Incidence of dose-limiting toxicities (DLT)

Time Frame: From Cycle 1 Day 1 (C1D1) through the end of the DLT observation period (Day 1-28; may extend to Day 42 if toxicity evaluation is delayed).

A DLT is defined as any ≥Grade 3 non-hematologic or ≥Grade 4 hematologic toxicity considered related to BY002, occurring during the DLT evaluation period. The number and proportion of participants with DLTs will be summarized.

Incidence of serious adverse events (SAEs)

Time Frame: From Cycle 1 Day 1 (C1D1) until 30 days after the last dose.

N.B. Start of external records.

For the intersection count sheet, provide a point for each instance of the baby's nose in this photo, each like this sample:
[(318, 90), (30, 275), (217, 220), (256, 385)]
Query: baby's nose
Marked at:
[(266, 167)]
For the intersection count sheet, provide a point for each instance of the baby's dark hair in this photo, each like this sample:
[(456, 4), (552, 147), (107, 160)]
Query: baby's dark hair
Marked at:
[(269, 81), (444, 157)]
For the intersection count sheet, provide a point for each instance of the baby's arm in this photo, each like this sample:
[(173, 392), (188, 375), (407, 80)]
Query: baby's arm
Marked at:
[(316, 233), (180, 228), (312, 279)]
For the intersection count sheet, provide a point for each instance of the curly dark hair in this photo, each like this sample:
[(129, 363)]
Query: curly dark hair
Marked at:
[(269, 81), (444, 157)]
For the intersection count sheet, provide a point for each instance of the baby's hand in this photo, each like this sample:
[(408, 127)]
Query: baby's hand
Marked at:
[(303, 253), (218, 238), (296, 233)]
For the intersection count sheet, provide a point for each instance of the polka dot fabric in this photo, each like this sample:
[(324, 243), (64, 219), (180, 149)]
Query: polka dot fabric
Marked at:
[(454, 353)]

SAEs will be defined and classified according to ICH E2A and CTCAE v5.0. The number and proportion of participants experiencing ≥1 SAE will be summarized.

Secondary Outcomes

Incidence, type, and severity of all adverse events (AEs)(From first dose until 30 days after the last dose.)
Plasma concentrations of BY002 and its primary metabolite (M1)(Cycle 0 Day 1 (single-dose PK) and throughout treatment cycles, up to 30 days after the last dose.)
Proportion of participants achieving complete remission (CR/CRi) per ELN 2022 criteria(From first dose until disease progression, relapse, or death, assessed up to approximately 24 months.)